Back in 2001, September of 2001, when the world had gone mad, I was diagnosed with cancer. I was told to purchase certain books to help me through it. The Breast Book was one. That book did more harm to my psyche than I think the diagnosis did. Why? Because no one knew much about triple negative breast cancer back then other than the oft repeated mantra, "Women with triple negative breast cancer have a poor survival rate and die sooner." I was still in my thirties and was essentially being told there was really nothing I could do to fight my cancer and it seemed to me that the entire cancer establishment was resigned to a defeatist attitude when it came to young women with this particular type of breast cancer.
I put the breast books down. They were outdated and seemed to be talking about people other than me. I did not fit in to their breast cancer patient mold. I refused to be categorized as one of the ones who is on the negative side of the disease. I wanted someone to tell me that no matter how bad your diagnosis, someone has to be on the positive side of the stats, and why shouldn't it be me?
That's when I found the book that made all the difference. It was called, "It's Not About The Bike" by Lance Armstrong.
I haven't read it since then, I didn't need to. I got its message and I have lived it. He wrote about how he was diagnosed with a cancer that had already spread to his lungs. He wrote about his grueling treatments. He wrote about how he tried to get his life back by riding his bike. When I sat in the chemo room feeling terrible, I "knew" someone who also went through harsh chemo and made it through, stronger, braver and ready to give back.

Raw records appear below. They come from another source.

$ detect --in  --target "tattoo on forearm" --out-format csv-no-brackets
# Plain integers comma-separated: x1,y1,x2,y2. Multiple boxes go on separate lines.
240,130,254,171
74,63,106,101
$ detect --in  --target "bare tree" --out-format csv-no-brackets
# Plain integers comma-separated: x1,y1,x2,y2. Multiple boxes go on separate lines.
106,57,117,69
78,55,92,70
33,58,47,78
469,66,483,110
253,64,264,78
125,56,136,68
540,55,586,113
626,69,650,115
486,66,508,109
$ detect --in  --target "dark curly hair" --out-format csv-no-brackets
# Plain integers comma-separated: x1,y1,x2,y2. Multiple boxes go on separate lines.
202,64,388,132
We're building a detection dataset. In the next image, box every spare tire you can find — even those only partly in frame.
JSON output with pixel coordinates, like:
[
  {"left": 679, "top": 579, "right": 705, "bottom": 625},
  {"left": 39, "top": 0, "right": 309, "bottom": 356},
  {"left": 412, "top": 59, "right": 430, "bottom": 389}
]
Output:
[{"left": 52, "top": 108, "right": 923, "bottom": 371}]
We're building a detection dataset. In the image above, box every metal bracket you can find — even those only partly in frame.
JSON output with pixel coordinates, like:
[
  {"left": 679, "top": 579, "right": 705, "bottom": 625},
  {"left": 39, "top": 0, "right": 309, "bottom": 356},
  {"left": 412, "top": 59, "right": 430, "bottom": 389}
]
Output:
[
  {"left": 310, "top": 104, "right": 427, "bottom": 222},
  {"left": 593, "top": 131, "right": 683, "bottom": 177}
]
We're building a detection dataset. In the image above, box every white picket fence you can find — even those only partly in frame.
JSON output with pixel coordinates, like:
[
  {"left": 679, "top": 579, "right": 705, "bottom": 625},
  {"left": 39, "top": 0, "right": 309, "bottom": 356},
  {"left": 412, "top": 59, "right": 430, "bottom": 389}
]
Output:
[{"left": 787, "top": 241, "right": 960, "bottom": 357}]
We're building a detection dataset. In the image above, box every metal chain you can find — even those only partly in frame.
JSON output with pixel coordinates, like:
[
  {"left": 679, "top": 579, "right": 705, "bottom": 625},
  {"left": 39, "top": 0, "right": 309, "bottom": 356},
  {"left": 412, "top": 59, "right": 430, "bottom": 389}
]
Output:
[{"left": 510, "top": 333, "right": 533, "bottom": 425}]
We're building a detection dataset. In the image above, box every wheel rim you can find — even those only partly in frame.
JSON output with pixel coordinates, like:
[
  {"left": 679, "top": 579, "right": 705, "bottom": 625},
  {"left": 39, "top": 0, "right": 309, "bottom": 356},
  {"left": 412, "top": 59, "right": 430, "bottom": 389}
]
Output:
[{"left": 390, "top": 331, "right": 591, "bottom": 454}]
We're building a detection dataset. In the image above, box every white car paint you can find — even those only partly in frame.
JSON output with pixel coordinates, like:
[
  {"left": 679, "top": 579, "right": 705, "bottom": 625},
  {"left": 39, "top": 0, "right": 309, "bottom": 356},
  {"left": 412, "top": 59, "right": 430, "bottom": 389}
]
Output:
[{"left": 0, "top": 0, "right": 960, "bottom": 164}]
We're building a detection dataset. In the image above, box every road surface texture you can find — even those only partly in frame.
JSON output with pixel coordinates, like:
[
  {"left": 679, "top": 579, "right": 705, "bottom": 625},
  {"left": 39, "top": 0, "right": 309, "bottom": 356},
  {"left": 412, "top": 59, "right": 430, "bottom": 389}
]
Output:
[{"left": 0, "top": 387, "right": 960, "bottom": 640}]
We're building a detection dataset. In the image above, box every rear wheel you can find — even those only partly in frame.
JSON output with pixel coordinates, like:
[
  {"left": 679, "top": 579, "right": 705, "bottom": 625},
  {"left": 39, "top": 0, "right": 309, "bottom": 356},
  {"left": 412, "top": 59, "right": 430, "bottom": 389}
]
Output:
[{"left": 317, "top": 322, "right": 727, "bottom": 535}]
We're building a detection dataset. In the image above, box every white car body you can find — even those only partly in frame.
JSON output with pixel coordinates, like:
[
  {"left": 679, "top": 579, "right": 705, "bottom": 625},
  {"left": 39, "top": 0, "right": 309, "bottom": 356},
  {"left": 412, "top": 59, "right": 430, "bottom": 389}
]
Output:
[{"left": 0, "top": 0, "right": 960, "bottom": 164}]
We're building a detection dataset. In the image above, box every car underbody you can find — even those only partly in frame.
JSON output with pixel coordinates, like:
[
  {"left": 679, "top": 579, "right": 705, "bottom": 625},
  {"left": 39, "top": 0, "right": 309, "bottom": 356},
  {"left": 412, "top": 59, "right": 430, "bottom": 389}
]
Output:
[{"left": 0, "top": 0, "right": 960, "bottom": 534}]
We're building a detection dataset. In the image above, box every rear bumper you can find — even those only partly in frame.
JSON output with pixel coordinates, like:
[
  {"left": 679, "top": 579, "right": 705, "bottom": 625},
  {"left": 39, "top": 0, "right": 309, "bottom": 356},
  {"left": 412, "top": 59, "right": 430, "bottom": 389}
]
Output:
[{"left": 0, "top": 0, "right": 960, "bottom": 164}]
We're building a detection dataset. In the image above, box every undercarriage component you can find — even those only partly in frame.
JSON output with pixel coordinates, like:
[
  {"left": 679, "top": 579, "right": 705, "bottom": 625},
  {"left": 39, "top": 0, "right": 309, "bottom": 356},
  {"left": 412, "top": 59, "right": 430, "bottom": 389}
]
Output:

There was one line in that book that I have lived by since 2001. I will paraphrase it here,
"It is the responsibility of the cured to help others through this disease." While no cancer survivor ever really considers themselves "cured" I have spent the last 11 years paying it forward by helping others through this disease.
For the words in that book, for the strength it gave me, for the courage I found, and, for all the women I have had the fortune of helping, I am grateful to Lance Armstrong. And I always will be.
Did he admit to doping and bullying and all the other charges against him? I guess so. But I don't care. The Lance Armstrong who helped me was not about the bike. And that is the way I will always view him.